Le cerveau humain est configuré pour produire du signifiant, même à partir d’éléments disparates. Il déteste le hasard, la contingence, l’absurde. Il est insoutenable que des gens meurent par milliers et que cela n’ait aucun sens. Cela s’appelle un biais cognitif et c’est cette caractéristique de notre intelligence qui permet à l’humanité d’élaborer des récits. Sauf que cette disposition de l’esprit est aussi le terreau de toutes les crédulités. Les oracles des militants de la justice sociale ne sont que la version sécularisée de la théorie du châtiment divin : la crise sanitaire y devient le produit de notre faute collective et l’occasion d’une rédemption si nous acceptons de les écouter et de changer notre modèle de société. Il faut pourtant, quand la mort rode, avoir la décence de ne pas nourrir ses obsessions habituelles, ne serait-ce que par respect pour les victimes qu’il est douteux d’instrumentaliser au service d’un agenda politique. Il faut aussi, quand la maladie vient bouleverser tous nos repères, avoir l’humilité d’avouer qu’aucun modèle de société n’est spontanément configuré pour affronter, sans tanguer, une catastrophe de cette ampleur. Il faut enfin ne pas faire d’un cas de force majeure, par hypothèse imprévisible et dramatique, le fondement d’une nouvelle norme. 

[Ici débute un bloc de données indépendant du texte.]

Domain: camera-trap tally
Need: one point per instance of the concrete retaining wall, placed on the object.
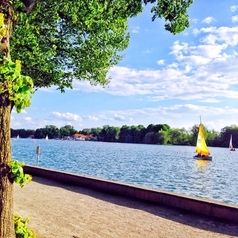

La seule chose que révèle cette crise est que notre modèle libéral se fait spontanément solidaire quand les circonstances l’exigent, et c’est tant mieux. Les banques prêtent à taux zéro, des entreprises participent à l’effort national en produisant qui du gel, qui des masques, la grande distribution écarte le spectre de la pénurie sans considération de rentabilité et l’Etat suspend certains prélèvements obligatoires. Aussi nécessaires soient-ils aujourd’hui ces comportements désintéressés n’ont pas vocation à perdurer, une fois la crise passée. Le jour d’après, nous reprendrons le cours de vos vies : les entreprises chercheront à réaliser des bénéfices, les prêts produiront intérêts et l’Etat lèvera l’impôt tandis que nous nous inquiéterons de notre pouvoir d’achat. Aujourd’hui comme hier, les agents pathogènes ne sont porteurs d’aucun message.